Deborah is now 24. "I was a selfish bitch at times though, when I think about it", she says. "I rebelled and I wanted to go out and all that. I should have been there for my daughter. Even though Deborah was the most precious thing that came into my life, I still wanted my freedom. And honestly, I still wanted to see Robbie [Deborah’s father], even up to Deborah being 15 or 16, I still had feelings for him. I hated him for what he did but I couldn’t stop those feelings I had for him."
She still lives in Ballyfermot with Deborah. She doesn’t drive and says that while she is not poor she is by no means mega-wealthy. But The X Factor changed Mary Byrne’s life. It boosted her confidence, reaffirmed her self-belief and made her a household star. "I never thought that I was worthy of anything", she says. "Now I know that I’m worthy. In the past, I always thought that everyone was worthy of happiness but me. Don’t ask me why. I can’t even give meself an honest answer on that. I always felt that I was never worthy of receiving any sort of happiness or love as a young girl. And yet I had a happy childhood. So I don’t know. Maybe it’s just something in my genes."
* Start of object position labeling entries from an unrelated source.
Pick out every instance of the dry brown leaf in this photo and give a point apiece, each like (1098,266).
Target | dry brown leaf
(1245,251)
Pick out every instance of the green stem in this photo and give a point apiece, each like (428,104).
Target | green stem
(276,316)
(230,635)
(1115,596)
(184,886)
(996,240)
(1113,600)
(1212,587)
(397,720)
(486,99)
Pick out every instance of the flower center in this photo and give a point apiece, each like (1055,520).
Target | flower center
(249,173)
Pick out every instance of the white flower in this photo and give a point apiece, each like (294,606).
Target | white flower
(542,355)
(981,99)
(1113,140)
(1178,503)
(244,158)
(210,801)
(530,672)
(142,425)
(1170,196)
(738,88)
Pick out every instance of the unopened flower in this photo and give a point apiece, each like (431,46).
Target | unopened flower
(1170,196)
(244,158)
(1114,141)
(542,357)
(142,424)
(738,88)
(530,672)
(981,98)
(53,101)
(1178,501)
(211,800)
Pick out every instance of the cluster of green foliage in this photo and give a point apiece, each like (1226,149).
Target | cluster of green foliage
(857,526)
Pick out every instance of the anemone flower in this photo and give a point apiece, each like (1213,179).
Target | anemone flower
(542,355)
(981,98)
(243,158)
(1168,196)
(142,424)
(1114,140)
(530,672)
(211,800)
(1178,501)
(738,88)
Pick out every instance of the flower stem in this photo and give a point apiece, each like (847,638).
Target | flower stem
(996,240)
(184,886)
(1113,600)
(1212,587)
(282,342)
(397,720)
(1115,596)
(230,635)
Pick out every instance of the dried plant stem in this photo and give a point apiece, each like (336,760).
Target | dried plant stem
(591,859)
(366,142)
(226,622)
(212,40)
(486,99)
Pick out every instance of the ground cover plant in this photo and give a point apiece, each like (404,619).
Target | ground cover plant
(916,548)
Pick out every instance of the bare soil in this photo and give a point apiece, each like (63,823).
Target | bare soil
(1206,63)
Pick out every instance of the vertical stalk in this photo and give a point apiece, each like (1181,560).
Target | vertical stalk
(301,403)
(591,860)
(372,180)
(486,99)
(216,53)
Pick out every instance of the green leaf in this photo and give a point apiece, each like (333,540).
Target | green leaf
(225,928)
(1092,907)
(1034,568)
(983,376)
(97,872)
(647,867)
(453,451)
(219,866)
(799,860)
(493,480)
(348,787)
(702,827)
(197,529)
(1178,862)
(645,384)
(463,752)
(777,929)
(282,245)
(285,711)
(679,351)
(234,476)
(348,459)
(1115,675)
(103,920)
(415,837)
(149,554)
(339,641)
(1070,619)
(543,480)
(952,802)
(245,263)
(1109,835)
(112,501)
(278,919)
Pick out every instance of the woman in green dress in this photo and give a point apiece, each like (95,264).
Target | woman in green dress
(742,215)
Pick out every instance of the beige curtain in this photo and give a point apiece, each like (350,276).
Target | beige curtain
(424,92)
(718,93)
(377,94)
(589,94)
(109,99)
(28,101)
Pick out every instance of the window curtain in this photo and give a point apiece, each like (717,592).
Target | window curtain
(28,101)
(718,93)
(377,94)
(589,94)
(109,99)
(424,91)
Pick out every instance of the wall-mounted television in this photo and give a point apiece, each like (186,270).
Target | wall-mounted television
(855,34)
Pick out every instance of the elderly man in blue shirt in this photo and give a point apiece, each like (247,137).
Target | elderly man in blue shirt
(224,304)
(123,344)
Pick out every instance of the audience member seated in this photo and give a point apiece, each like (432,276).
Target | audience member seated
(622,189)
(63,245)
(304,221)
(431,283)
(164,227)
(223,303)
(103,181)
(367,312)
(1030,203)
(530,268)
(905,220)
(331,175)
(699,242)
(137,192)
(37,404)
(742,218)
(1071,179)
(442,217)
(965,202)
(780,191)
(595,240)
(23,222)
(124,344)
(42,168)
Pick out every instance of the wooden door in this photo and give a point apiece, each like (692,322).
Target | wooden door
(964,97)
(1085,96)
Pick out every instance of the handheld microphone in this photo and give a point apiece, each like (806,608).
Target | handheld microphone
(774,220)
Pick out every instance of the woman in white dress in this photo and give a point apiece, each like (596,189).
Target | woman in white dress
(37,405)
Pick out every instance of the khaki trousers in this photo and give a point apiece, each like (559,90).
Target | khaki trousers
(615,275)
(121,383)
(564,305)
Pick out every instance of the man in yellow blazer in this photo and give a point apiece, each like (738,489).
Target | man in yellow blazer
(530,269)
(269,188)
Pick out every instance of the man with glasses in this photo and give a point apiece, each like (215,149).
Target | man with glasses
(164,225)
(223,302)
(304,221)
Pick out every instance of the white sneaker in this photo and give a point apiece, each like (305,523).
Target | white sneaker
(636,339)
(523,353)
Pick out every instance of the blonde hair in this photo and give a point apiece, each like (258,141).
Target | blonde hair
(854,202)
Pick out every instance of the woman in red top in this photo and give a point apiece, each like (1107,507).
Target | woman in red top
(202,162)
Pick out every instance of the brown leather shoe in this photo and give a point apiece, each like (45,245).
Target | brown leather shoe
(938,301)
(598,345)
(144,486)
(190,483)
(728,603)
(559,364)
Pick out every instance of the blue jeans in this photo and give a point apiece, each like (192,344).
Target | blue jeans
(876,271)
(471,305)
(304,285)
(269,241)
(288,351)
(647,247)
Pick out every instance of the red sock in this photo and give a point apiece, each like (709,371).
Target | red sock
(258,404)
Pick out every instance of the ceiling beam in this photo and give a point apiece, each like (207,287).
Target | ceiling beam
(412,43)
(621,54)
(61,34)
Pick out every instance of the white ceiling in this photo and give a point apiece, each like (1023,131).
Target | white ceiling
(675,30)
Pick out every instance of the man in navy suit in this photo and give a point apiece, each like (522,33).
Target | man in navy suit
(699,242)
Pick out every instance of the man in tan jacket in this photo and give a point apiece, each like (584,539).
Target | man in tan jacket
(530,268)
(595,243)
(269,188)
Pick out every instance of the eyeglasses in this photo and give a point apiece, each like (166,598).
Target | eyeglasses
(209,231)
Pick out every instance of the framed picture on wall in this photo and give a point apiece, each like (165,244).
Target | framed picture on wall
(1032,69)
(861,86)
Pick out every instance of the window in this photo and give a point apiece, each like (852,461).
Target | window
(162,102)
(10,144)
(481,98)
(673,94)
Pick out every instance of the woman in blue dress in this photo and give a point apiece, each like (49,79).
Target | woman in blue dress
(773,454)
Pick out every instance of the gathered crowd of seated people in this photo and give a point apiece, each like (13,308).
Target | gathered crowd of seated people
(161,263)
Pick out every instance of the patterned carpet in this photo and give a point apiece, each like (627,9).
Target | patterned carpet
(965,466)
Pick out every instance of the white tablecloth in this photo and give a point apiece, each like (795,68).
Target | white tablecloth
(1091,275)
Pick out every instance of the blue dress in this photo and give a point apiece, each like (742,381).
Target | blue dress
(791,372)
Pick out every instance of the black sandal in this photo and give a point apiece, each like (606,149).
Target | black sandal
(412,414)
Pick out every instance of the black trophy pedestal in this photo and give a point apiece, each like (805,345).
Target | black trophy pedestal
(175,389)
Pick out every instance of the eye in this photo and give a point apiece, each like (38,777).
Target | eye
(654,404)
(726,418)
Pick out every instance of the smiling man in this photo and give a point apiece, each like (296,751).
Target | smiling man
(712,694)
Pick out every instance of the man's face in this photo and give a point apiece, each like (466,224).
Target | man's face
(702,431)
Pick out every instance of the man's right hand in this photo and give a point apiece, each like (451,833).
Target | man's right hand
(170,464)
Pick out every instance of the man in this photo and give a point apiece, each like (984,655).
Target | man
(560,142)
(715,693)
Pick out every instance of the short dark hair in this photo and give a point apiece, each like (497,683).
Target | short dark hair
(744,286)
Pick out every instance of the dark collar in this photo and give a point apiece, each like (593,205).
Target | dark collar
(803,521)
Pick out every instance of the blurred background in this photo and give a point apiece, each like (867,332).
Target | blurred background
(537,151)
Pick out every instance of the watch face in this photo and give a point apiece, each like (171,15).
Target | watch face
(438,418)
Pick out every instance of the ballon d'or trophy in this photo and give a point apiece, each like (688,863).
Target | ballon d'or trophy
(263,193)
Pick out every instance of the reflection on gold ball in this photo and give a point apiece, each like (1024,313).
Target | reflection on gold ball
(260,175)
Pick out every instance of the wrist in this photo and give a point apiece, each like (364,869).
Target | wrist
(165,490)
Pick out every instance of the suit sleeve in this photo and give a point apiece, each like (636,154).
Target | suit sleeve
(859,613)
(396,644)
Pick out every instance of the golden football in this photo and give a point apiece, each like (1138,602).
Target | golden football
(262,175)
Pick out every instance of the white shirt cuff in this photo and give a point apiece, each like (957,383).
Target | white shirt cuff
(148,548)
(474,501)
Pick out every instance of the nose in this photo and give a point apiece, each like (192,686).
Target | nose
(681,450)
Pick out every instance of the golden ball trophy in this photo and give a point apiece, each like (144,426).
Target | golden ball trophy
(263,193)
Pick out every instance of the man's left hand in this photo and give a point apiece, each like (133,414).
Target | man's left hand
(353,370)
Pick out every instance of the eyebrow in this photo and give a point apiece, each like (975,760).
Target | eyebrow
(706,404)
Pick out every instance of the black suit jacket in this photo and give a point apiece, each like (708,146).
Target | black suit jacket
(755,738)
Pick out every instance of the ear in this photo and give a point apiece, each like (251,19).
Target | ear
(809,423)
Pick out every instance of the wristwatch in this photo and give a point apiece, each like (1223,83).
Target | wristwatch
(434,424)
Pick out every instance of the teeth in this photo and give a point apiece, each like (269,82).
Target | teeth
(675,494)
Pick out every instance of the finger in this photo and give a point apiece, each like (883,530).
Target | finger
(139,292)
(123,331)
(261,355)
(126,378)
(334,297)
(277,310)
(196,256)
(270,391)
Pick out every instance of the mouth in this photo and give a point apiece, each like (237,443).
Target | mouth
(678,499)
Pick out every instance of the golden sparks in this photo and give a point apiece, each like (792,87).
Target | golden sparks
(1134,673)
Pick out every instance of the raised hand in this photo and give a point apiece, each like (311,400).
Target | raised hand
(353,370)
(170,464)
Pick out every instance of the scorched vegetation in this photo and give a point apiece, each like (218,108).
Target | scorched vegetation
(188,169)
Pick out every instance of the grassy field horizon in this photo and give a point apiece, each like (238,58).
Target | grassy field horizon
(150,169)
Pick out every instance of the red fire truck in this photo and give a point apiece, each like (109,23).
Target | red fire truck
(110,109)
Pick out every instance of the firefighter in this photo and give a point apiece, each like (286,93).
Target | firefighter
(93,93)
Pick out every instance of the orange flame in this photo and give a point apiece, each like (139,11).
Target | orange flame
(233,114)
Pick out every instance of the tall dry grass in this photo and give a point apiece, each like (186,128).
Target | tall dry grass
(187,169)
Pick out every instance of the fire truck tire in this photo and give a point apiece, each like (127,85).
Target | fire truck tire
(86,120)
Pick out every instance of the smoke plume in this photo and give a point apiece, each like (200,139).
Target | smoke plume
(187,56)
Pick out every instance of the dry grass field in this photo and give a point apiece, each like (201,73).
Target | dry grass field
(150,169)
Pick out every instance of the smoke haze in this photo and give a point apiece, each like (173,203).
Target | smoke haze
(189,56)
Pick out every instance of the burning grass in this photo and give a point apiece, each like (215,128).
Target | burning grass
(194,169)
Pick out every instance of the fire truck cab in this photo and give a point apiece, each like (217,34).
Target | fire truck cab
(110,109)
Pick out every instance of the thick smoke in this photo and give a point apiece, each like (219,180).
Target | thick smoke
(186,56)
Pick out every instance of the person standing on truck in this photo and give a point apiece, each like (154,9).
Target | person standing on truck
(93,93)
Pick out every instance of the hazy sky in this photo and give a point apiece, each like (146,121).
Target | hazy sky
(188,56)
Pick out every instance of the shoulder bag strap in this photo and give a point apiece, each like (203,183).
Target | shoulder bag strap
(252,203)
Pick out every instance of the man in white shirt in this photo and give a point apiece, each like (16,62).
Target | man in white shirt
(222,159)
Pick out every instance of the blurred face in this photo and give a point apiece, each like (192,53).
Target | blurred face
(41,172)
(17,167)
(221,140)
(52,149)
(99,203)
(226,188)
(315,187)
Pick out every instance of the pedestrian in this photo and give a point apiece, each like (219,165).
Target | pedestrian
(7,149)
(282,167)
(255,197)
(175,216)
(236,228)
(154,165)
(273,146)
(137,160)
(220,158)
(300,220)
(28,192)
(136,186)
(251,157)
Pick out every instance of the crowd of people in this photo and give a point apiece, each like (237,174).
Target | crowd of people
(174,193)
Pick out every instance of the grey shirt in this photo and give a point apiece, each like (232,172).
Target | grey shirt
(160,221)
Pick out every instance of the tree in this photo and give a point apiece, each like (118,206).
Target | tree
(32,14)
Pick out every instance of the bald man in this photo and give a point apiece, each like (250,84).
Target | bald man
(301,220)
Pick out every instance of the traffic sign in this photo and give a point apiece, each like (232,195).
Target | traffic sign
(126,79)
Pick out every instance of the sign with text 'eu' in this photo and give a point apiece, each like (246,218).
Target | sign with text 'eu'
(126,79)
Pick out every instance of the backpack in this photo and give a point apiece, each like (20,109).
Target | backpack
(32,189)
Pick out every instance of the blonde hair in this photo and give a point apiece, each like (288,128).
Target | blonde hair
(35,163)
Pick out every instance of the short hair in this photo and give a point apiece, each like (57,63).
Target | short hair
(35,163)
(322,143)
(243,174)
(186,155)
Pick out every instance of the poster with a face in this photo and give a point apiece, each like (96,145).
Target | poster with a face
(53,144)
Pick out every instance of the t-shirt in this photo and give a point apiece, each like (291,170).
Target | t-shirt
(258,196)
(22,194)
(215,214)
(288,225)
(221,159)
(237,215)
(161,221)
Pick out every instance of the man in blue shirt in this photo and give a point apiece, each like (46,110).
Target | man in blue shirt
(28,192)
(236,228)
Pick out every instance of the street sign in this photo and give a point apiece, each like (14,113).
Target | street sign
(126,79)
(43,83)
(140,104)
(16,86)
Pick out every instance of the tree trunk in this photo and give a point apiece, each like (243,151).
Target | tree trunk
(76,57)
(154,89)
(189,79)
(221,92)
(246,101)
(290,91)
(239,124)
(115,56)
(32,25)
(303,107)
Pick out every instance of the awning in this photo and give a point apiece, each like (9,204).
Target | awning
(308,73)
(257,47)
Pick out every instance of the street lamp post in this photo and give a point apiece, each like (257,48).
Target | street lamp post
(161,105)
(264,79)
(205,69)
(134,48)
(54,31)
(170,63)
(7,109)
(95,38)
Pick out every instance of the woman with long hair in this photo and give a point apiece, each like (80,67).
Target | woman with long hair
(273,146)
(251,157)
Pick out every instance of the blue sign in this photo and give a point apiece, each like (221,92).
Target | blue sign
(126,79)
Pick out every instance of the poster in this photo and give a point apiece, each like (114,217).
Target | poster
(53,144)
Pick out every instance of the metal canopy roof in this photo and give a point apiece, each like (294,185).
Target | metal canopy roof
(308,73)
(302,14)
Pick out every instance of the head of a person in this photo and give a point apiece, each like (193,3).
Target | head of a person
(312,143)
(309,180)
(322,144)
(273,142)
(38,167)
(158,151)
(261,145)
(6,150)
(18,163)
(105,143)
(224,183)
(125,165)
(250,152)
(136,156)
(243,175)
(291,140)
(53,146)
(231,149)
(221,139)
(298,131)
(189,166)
When she sang her mother’s favourite song, It’s a Man’s World on The X Factor it brought the house down. In that moment, Byrne believes that the ghost of her mother was there with on her on stage. "The night before she died I went home to feed Mammy", she says of her mother, who in her final years suffered from Alzheimer’s. "But she was just lying there: her eyes closed and her breathing was laboured. I called the doctor and later gave her a quick wash and a bit of a slagging: because even in her pain she would still smile. Then as I was leaving, I roared across the room: 'I love you ma, see you tomorrow' and she said, 'I love you too Mary'. That was such a shock, because for the first time in a long time she knew who I was. She passed away later that night."
Towards the end of the book, Byrne says that she has ticked all the boxes in life except for the relationship one. She is still single. "If there’s someone out there who’s willing to put up with this old nag", she says and laughs. "I’d love him to have his own place and not to come in and live in me home. I’m too happy and content in my own house. I’m very set in me ways. So he’d have to be understanding or set in his ways too. Then we’d never get anywhere. But I would like a friendship first before a relationship."
And Wagner? She laughs. "He came with me to the recent wedding of a friend. We’re just good friends and he’s good fun." She still watches The X Factor: and would, even if it wasn’t part of her brief as a newspaper columnist. "I watched it for six years prior to me going on it", she says. "The main difference now is that I know how it all works and what happens backstage."
Even so, she’s stumped when asked to pick a likely winner for 2011. "Mischa is so polished and with such a fantastic voice, but that might be her downfall because the audience may not empathise with her", she says.
Mary Byrne’s new album is With Love. "They’re not all belters like my last album", she says of the tracks on a release primed for the lucrative Christmas market. Typically, she is modest about her ambitions. "I’d love it to make the Irish Top Ten", she says.
Her diary for 2012 is full. In the New Year, she’s will be touring with Grease, her album will be released in the UK on St Valentine’s Day and there are also a few other projects bubbling under. She’d still like to be a nun, albeit a singing nun in the stage-show Sister Act. "I’d like to be the big nun that was in the film, the funny one", she says. "I’d love that part." Then she gives me a hug and heads home to the pot of coddle that she made earlier.